1. La Membrana Plasmática de la Levadura

La membrana está compuesta por proteínas, lípidos, esteroles y glúcidos. Sus características principales son la asimetría y la fluidez.

• Composición: Se constituye fundamentalmente por lípidos, proteínas y glúcidos.
• Importancia de los esteroles: Son necesarios para asegurar la permeabilidad de la membrana. En condiciones de aerobiosis, la levadura sintetiza los esteroles; sin embargo, en anaerobiosis estricta, no tiene esa posibilidad.
• Relación con la Fermentación (FOH): Los esteroles son imprescindibles para que se produzca la FOH. Al iniciarse este proceso, las levaduras requieren oxígeno para formar esteroles; de lo contrario, la fermentación se detiene.

La membrana actúa como una barrera que controla los intercambios entre la célula y su medio externo a través de los siguientes mecanismos:

Intercambios de Sustancias

• Transporte Pasivo: La molécula pasa del medio más concentrado al menos concentrado sin gasto de energía.

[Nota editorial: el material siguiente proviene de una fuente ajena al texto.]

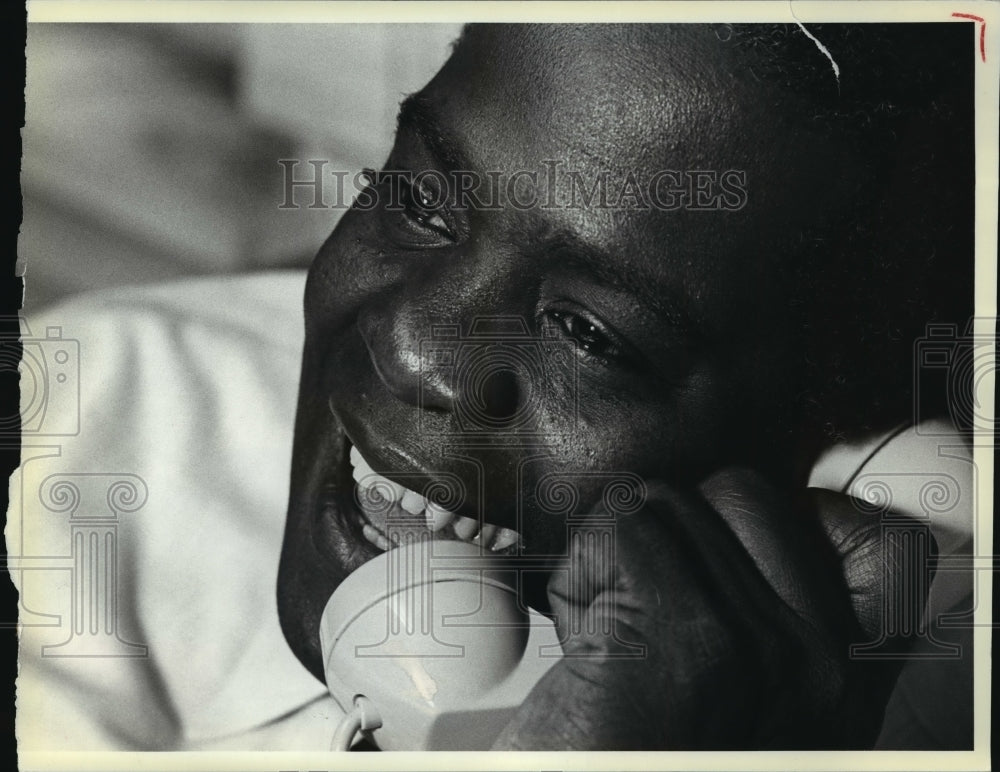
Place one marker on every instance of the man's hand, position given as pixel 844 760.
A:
pixel 746 604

Puede ser pasivo simple o pasivo facilitado.
• Transporte Activo: La molécula pasa del medio menos concentrado al más concentrado, generando un gasto de energía. Requiere proteínas de transporte que actúan en contra del gradiente de concentración o eléctrico.

Cabe destacar que la penetración de las hexosas en la célula se realiza mediante difusión facilitada.

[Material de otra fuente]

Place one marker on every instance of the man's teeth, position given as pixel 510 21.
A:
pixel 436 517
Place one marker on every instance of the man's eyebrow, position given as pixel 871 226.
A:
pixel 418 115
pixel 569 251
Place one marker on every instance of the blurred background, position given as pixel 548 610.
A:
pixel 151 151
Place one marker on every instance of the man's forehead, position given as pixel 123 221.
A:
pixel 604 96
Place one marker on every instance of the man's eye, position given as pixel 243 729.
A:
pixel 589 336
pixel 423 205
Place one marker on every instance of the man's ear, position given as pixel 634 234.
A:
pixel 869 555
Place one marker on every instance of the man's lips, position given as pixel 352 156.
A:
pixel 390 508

2. Factores que Afectan a la Actividad Enzimática

• Temperatura: Si es inferior a la óptima, la movilidad molecular disminuye, reduciendo los encuentros intermoleculares. Si es excesiva, la enzima se desnaturaliza.
• pH: Por debajo del mínimo o por encima del máximo, la enzima se desnaturaliza, pierde sus propiedades y paraliza su actividad.
• Concentración del sustrato: Al aumentar, se incrementa la reacción para restablecer el equilibrio químico. Si la concentración es excesiva, las enzimas se saturan.
• Activadores e Inhibidores: Los iones activadores favorecen la unión enzima-sustrato, mientras que los inhibidores disminuyen o impiden la actividad (pudiendo ser reversibles o irreversibles).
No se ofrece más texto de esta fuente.